Numeric or string. If the maximum number of unique values in x is known, set max_unique to that number. This rules out that NAs represent values beyond that number (see examples). Set it to "known" instead if no values beyond those already known can occur. Default is NULL, which assumes no maximum.

Value

Logical (length 1).

Details

The function returns TRUE whenever x has length < 3 because no value is more frequent than another one. Otherwise, it returns NA in these cases:

  • Some x values are missing, all known values are equal, and the number of missing values is divisible by the number of unique known values. Thus, the missings don't necessarily break the tie among known values, and it is unknown whether there is a value with a different frequency.

  • All known values are modes if the NAs "fill up" the non-modal values exactly, i.e., without any NAs remaining.

  • Some NAs remain after "filling up" the non-modal values with NAs (so that they are hypothetically modes), and the number of remaining NAs is divisible by the number of unique known values.

  • There are so many missing values that they might form mode-sized groups of values that are not among the known values, and the number of NAs is divisible by the modal frequency so that all (partly hypothetical) values might be equally frequent. You can limit the number of such hypothetical values by specifying max_unique.
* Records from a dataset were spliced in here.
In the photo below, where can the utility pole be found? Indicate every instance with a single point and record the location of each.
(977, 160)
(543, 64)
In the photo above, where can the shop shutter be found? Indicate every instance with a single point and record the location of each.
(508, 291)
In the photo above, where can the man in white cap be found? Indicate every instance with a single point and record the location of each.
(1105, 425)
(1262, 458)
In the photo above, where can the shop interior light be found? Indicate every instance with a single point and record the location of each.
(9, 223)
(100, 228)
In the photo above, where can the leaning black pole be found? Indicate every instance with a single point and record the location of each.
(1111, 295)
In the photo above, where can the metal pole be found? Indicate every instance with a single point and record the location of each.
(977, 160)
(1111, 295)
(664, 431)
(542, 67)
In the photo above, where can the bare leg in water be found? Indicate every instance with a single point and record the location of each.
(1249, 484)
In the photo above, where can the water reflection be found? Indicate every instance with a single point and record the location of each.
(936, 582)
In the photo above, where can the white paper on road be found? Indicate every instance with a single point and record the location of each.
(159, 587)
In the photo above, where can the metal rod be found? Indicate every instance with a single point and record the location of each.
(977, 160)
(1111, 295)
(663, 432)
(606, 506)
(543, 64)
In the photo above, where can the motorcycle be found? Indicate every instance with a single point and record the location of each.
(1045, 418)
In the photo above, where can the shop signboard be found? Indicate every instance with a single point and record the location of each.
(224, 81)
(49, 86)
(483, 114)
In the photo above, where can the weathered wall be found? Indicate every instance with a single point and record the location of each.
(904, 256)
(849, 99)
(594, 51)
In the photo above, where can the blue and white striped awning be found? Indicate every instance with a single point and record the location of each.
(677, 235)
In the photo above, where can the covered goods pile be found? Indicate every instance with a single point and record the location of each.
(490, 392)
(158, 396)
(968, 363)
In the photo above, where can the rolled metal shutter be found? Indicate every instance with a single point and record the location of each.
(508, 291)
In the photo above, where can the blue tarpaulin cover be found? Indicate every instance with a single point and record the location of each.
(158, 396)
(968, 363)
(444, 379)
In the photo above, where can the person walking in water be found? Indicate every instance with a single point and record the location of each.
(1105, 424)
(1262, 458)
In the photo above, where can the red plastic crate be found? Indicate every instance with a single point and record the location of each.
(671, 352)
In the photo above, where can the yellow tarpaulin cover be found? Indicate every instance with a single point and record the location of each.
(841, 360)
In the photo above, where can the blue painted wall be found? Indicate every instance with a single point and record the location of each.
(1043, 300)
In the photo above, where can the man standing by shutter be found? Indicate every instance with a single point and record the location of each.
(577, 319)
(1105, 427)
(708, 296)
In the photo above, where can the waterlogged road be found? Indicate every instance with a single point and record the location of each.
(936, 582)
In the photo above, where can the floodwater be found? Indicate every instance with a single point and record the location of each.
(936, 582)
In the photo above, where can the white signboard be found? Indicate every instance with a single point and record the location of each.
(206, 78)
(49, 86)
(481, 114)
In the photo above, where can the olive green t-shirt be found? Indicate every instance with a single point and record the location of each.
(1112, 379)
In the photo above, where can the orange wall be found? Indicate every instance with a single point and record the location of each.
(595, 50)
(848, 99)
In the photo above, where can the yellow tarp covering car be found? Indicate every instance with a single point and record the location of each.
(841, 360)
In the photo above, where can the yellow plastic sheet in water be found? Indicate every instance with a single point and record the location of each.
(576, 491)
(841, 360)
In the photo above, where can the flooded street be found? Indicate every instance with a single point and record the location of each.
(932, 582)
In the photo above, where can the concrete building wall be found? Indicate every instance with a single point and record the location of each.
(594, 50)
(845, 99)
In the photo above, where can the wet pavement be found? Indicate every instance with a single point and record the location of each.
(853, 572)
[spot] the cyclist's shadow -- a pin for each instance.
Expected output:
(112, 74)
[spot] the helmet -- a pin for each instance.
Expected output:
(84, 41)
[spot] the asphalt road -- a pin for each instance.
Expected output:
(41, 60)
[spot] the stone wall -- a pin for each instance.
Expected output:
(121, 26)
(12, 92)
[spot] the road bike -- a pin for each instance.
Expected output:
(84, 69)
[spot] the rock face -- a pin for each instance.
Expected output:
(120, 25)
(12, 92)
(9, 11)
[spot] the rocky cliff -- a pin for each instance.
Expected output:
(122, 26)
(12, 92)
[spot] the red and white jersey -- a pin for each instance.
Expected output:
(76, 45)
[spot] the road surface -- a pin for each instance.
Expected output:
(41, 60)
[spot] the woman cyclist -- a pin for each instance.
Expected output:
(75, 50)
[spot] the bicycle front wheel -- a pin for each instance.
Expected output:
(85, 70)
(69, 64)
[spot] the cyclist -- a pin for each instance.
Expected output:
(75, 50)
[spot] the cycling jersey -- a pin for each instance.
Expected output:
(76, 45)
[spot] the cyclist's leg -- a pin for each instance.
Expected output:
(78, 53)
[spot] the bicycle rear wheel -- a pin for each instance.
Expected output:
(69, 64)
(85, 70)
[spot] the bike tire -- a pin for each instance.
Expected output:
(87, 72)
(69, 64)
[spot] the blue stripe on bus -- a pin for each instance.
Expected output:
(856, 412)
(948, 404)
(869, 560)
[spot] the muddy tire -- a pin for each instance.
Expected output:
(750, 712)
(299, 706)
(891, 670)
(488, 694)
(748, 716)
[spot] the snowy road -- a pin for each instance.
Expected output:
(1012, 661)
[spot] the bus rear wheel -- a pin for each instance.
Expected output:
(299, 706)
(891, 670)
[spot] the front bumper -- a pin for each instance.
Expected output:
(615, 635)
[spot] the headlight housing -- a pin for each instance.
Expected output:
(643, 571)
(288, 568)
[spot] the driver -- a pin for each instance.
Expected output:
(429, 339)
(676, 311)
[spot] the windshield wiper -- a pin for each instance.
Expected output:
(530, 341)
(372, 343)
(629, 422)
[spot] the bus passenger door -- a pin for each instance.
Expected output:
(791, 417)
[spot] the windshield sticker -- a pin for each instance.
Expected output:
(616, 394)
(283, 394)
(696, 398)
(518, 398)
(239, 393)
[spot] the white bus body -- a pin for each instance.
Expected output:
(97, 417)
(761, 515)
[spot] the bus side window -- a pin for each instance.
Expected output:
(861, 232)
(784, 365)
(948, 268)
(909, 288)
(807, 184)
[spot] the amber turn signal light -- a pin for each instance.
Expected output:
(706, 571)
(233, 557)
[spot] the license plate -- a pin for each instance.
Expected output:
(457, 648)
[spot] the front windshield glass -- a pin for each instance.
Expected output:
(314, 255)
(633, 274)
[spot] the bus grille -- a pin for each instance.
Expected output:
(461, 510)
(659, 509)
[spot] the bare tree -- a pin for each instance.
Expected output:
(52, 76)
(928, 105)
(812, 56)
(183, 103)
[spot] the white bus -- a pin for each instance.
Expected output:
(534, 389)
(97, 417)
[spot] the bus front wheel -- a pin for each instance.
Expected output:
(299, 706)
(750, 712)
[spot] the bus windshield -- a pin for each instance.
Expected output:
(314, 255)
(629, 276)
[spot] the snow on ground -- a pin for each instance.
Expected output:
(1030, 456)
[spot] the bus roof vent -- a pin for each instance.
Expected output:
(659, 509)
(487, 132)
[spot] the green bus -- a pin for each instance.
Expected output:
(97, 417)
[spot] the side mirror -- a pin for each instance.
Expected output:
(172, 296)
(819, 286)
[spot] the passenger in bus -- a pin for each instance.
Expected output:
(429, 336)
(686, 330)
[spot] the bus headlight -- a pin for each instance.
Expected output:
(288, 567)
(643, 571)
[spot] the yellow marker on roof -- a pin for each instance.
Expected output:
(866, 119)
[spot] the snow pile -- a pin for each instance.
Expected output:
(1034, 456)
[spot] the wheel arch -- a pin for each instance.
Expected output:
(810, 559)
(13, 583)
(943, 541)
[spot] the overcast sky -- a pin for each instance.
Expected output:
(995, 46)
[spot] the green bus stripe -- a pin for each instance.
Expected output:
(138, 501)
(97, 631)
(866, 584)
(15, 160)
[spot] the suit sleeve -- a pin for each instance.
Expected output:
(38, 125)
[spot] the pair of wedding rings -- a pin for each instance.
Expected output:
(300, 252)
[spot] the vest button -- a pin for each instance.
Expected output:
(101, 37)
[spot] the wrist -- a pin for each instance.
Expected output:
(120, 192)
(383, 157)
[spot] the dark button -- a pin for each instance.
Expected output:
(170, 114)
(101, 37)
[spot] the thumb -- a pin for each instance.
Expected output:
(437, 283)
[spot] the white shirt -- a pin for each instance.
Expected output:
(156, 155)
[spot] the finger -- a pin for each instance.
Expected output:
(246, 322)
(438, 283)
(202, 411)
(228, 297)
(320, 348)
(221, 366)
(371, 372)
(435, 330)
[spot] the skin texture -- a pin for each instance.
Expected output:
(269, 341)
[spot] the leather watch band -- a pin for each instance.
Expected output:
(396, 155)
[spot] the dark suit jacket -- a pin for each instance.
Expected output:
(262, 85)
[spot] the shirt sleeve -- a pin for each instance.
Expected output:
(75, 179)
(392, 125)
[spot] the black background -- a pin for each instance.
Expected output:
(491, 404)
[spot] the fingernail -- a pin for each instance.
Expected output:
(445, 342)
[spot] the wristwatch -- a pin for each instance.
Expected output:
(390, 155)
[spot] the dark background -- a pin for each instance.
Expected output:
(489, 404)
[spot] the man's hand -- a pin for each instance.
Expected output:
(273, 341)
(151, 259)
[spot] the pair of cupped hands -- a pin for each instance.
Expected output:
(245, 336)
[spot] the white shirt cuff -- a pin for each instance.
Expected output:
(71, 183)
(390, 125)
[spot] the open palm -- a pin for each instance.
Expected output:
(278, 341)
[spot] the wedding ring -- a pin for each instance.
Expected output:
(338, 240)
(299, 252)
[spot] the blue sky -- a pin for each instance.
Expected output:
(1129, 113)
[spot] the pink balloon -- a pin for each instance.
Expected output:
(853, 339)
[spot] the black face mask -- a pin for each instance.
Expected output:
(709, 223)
The function might then return FALSE instead of NA.

Examples

# The mode is trivial if
# all values are equal...
mode_is_trivial(c(1, 1, 1))
#> [1] TRUE

# ...and even if all unique
# values are equally frequent:
mode_is_trivial(c(1, 1, 2, 2))
#> [1] TRUE

# It's also trivial if
# all values are different:
mode_is_trivial(c(1, 2, 3))
#> [1] TRUE

# Here, the mode is nontrivial
# because `1` is more frequent than `2`:
mode_is_trivial(c(1, 1, 2))
#> [1] FALSE

# Two of the `NA`s might be `8`s, and
# the other three might represent a value
# different from both `7` and `8`. Thus,
# it's possible that all three distinct
# values are equally frequent:
mode_is_trivial(c(7, 7, 7, 8, rep(NA, 5)))
#> [1] NA

# The same is not true if all values,
# even the missing ones, must represent
# one of the known values:
mode_is_trivial(c(7, 7, 7, 8, rep(NA, 5)), max_unique = "known")
#> [1] FALSE